Serial communication remains a cornerstone in embedded and IoT systems due to its simplicity, reliability, and hardware-level support. However, developers new to serial protocols often face a persistent challenge: even when the sender transmits data in structured packets, the receiver frequently ingests incomplete, concatenated, or fragmented data streams. This phenomenon — known as frame stick (multiple frames merged) or frame split (a single frame fragmented across multiple reads) — is inherent to the byte-stream nature of serial transport.
1. Root Causes of Frame Stick and Frame Split
Unlike network protocols where the transport layer guarantees packet boundaries, serial communication exposes the underlying byte stream directly to the application.
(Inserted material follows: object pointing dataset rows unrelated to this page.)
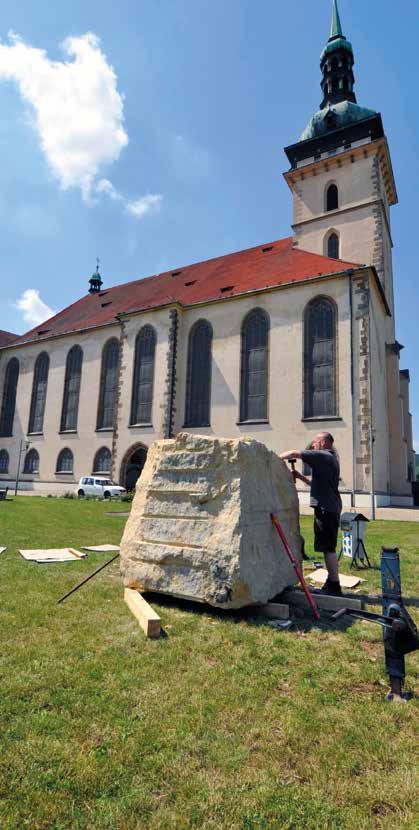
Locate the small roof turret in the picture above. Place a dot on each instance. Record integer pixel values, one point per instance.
(95, 281)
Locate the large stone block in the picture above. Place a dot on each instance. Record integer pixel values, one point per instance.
(200, 525)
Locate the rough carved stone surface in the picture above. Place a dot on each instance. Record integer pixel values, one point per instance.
(200, 524)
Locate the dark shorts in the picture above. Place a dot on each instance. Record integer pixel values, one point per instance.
(326, 527)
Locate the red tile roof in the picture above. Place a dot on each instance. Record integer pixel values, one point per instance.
(273, 264)
(6, 337)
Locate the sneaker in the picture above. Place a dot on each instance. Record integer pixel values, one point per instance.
(331, 589)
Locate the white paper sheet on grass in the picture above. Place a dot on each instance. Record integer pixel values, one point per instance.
(102, 548)
(320, 575)
(52, 555)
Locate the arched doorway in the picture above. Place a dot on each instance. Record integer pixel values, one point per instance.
(132, 466)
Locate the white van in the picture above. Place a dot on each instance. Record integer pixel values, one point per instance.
(98, 486)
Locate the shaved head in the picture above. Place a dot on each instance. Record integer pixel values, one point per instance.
(323, 441)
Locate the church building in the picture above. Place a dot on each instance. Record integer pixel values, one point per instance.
(277, 342)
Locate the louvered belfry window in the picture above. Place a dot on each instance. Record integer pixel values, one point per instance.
(320, 359)
(71, 389)
(142, 393)
(254, 367)
(4, 461)
(39, 394)
(333, 246)
(9, 397)
(31, 464)
(332, 200)
(102, 462)
(198, 380)
(65, 461)
(108, 385)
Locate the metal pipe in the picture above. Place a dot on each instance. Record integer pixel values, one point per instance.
(76, 588)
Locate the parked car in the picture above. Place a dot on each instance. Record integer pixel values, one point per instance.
(98, 486)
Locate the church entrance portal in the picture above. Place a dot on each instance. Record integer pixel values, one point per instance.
(132, 466)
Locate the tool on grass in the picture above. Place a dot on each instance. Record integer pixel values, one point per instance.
(83, 582)
(296, 566)
(400, 634)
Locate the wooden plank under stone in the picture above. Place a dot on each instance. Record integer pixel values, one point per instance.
(149, 621)
(294, 596)
(274, 611)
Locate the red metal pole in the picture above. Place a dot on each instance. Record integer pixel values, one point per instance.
(296, 566)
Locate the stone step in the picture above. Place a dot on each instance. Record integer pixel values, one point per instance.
(189, 532)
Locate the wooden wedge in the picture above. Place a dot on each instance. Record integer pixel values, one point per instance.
(148, 619)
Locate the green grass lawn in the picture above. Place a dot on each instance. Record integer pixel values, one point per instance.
(223, 724)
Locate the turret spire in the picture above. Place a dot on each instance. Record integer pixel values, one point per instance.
(336, 27)
(336, 64)
(95, 281)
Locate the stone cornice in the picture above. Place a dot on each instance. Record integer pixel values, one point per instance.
(378, 147)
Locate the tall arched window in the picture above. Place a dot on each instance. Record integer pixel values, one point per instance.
(198, 381)
(332, 197)
(102, 462)
(71, 389)
(254, 367)
(4, 461)
(39, 394)
(31, 464)
(333, 246)
(320, 399)
(142, 392)
(108, 385)
(9, 397)
(65, 461)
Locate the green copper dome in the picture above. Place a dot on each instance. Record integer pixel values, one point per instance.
(334, 117)
(336, 43)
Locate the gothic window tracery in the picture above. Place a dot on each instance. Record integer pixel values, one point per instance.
(320, 398)
(198, 381)
(39, 394)
(142, 394)
(254, 367)
(108, 385)
(65, 461)
(9, 397)
(71, 395)
(31, 464)
(102, 462)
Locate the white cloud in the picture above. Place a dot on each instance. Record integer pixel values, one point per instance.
(136, 207)
(140, 207)
(76, 112)
(33, 308)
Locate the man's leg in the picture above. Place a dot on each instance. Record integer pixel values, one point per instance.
(332, 566)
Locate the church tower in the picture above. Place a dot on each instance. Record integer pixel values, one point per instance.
(341, 175)
(343, 187)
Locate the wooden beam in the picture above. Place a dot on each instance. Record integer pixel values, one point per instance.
(274, 611)
(148, 619)
(295, 597)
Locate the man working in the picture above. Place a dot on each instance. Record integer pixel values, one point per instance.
(325, 498)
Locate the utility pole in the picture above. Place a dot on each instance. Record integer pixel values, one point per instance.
(26, 443)
(372, 441)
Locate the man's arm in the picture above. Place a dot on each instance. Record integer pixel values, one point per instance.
(300, 477)
(290, 454)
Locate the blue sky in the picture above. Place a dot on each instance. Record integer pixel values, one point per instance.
(182, 156)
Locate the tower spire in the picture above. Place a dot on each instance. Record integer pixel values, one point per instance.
(336, 64)
(336, 27)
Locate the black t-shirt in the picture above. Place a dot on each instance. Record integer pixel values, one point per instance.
(325, 480)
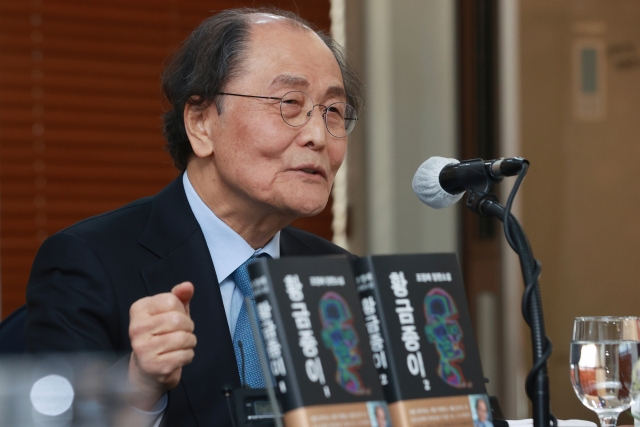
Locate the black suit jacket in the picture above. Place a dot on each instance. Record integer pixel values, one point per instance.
(85, 278)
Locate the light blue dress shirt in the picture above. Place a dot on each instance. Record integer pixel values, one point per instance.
(228, 251)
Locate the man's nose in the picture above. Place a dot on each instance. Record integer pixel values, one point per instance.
(316, 127)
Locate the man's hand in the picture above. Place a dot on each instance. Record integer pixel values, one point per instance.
(161, 333)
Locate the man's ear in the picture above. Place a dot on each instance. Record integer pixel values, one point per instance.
(199, 124)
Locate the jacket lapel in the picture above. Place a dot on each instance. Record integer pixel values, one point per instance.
(174, 235)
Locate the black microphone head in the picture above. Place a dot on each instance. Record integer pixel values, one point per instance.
(426, 183)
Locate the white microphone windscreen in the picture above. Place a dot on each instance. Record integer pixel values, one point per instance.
(426, 183)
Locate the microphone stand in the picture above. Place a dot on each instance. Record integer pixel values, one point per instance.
(537, 384)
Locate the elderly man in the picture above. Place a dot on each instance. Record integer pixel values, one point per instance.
(261, 109)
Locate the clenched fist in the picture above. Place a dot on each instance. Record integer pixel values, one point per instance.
(161, 333)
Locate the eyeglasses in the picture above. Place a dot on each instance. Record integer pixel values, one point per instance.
(296, 108)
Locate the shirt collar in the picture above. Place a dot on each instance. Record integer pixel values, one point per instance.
(228, 249)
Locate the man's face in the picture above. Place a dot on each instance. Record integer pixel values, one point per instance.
(260, 162)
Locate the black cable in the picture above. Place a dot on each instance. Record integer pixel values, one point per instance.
(537, 379)
(507, 211)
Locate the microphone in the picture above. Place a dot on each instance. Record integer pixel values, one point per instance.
(441, 182)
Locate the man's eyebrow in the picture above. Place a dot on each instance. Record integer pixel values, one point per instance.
(293, 80)
(337, 91)
(289, 80)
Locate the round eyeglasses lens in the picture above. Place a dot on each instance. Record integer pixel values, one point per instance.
(294, 107)
(341, 118)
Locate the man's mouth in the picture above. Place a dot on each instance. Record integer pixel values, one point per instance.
(313, 171)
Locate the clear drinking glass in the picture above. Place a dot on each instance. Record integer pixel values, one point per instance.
(604, 355)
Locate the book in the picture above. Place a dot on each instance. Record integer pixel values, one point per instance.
(421, 337)
(316, 342)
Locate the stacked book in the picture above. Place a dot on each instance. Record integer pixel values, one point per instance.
(376, 341)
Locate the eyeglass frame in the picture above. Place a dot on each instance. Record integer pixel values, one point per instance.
(324, 114)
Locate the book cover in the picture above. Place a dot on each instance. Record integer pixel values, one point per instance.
(421, 337)
(316, 341)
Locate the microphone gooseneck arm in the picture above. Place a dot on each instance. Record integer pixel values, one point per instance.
(537, 383)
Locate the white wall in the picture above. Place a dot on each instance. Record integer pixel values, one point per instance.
(410, 70)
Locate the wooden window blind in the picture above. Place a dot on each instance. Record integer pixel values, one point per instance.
(80, 107)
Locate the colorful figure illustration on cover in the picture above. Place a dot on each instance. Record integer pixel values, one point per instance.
(339, 335)
(444, 331)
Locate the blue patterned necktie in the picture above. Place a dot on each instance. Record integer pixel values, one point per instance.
(252, 369)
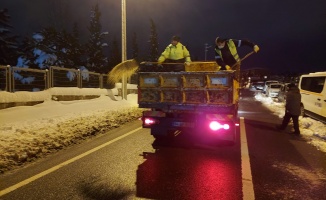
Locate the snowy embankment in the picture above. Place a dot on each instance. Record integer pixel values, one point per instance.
(313, 131)
(30, 132)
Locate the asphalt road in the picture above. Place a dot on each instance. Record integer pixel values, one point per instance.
(127, 163)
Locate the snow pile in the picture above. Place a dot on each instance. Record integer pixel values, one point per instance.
(29, 132)
(312, 130)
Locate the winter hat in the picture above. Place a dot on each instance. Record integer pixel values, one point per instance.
(176, 38)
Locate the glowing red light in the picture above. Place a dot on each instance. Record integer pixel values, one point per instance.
(216, 126)
(226, 126)
(149, 121)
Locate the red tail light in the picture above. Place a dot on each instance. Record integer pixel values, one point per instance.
(150, 121)
(214, 125)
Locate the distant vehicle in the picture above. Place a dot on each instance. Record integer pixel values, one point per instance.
(273, 89)
(267, 83)
(257, 85)
(313, 95)
(282, 93)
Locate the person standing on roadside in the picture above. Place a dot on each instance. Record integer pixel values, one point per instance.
(292, 109)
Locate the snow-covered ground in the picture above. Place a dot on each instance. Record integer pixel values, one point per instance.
(312, 130)
(28, 132)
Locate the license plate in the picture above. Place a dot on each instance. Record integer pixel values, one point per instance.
(183, 124)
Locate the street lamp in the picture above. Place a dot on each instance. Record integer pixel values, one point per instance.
(124, 47)
(206, 49)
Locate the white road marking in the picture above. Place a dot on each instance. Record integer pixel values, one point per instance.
(247, 185)
(46, 172)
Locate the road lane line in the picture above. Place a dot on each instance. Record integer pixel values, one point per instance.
(46, 172)
(247, 185)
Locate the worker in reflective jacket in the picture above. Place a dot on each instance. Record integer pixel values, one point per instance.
(175, 53)
(226, 54)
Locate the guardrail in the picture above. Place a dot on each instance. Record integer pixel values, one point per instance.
(14, 79)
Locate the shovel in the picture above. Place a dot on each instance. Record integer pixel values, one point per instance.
(244, 57)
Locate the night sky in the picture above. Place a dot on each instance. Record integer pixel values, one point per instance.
(291, 34)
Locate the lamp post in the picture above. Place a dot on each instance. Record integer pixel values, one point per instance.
(124, 47)
(206, 49)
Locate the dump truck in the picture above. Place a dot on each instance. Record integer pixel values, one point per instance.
(201, 101)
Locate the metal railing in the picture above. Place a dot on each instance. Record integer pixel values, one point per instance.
(14, 79)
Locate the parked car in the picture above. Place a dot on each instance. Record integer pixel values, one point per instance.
(313, 95)
(257, 85)
(267, 83)
(282, 93)
(273, 89)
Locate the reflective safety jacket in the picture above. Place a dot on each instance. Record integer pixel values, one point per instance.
(175, 53)
(228, 55)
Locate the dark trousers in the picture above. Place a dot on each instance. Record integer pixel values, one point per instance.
(286, 120)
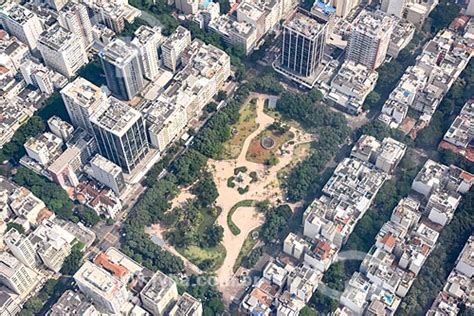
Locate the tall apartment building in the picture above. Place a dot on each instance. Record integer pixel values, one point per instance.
(120, 133)
(82, 98)
(22, 23)
(16, 276)
(344, 7)
(304, 37)
(62, 50)
(370, 38)
(470, 8)
(393, 7)
(75, 18)
(147, 40)
(21, 247)
(174, 46)
(187, 6)
(107, 173)
(38, 75)
(56, 4)
(122, 69)
(103, 288)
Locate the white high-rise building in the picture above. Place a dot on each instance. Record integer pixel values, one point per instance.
(75, 18)
(470, 8)
(344, 7)
(107, 173)
(122, 69)
(393, 7)
(147, 40)
(105, 289)
(38, 75)
(174, 46)
(22, 23)
(369, 39)
(21, 247)
(62, 50)
(16, 276)
(82, 98)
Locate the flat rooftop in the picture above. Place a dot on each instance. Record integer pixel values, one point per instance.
(305, 24)
(17, 13)
(56, 37)
(374, 23)
(118, 52)
(83, 92)
(116, 116)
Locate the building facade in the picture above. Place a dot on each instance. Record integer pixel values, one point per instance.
(370, 38)
(62, 50)
(120, 133)
(75, 18)
(107, 173)
(147, 40)
(122, 69)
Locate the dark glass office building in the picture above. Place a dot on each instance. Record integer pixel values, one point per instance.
(120, 133)
(304, 37)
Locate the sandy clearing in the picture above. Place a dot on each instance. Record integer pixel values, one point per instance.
(267, 187)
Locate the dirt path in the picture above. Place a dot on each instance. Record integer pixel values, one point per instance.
(267, 187)
(157, 230)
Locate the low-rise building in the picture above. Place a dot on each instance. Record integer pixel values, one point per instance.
(424, 85)
(12, 52)
(62, 50)
(460, 134)
(174, 46)
(275, 273)
(106, 290)
(16, 276)
(295, 246)
(402, 35)
(159, 294)
(44, 148)
(15, 113)
(186, 306)
(52, 243)
(60, 128)
(260, 298)
(459, 286)
(321, 255)
(113, 14)
(240, 34)
(73, 303)
(107, 173)
(351, 85)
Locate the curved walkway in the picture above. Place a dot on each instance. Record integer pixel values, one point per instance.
(267, 187)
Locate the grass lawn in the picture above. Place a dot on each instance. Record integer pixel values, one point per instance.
(248, 245)
(300, 152)
(278, 118)
(256, 153)
(207, 259)
(242, 129)
(245, 203)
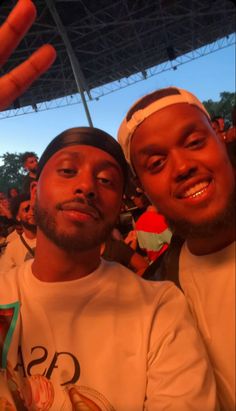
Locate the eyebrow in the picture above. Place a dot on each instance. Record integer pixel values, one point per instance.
(105, 164)
(150, 149)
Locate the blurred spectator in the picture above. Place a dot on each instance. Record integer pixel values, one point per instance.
(12, 192)
(22, 247)
(153, 233)
(117, 250)
(218, 125)
(30, 164)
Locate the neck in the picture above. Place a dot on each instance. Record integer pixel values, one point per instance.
(62, 265)
(213, 243)
(32, 174)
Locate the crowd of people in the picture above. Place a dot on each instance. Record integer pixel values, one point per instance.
(155, 330)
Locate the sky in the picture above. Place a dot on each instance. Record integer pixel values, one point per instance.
(205, 77)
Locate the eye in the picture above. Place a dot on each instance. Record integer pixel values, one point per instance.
(66, 172)
(104, 181)
(155, 164)
(196, 142)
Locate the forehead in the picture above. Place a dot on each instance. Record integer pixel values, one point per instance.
(174, 119)
(31, 159)
(24, 205)
(79, 154)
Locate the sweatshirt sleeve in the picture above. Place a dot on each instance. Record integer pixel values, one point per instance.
(179, 375)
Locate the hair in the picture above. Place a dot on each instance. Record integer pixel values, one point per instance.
(16, 202)
(26, 155)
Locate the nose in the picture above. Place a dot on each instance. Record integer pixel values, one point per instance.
(85, 185)
(183, 165)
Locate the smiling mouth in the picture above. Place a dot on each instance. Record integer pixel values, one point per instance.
(197, 190)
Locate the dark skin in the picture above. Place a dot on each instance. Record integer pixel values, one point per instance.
(16, 82)
(72, 177)
(186, 172)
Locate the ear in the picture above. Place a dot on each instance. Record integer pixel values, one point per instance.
(33, 192)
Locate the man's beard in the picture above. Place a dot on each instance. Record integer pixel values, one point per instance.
(212, 227)
(30, 227)
(71, 242)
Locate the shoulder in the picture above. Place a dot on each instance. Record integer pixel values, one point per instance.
(10, 283)
(135, 286)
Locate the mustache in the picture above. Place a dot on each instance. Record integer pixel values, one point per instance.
(75, 203)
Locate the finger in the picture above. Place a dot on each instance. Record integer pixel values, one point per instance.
(14, 28)
(13, 84)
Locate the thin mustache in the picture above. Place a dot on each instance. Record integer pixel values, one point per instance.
(79, 200)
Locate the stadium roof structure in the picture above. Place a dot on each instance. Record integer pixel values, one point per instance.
(104, 45)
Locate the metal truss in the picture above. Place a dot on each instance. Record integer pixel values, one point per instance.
(105, 45)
Without explicit framing, there is no built-in mechanism to delimit individual messages.
- Frame stick occurs when two or more frames are received in a single read, e.g.,
0xAA 0x01 0x02 0x55 0xAA 0x03 0x04 0x55appears as one continuous chunk. Common in high-frequency transmission or delayed read loops. - Frame split happens when a single frame spans multiple reads — e.g.,
0xAA 0x01in one event,0x02 0x55in the next. Prevalent at low baud rates or with large payloads.
Contributing factors include:
- Hardware FIFO buffering behavior
- OS scheduling granularity
- Asynchronous sender/receiver timing
- Absence of application-layer framing rules
In a real-world project involving multi-sensor environmental monitoring, unhandled framing led to misaligned readings: humidity values were overwriten by adjacent sensor IDs, and temperature readings drift due to payload misassociation.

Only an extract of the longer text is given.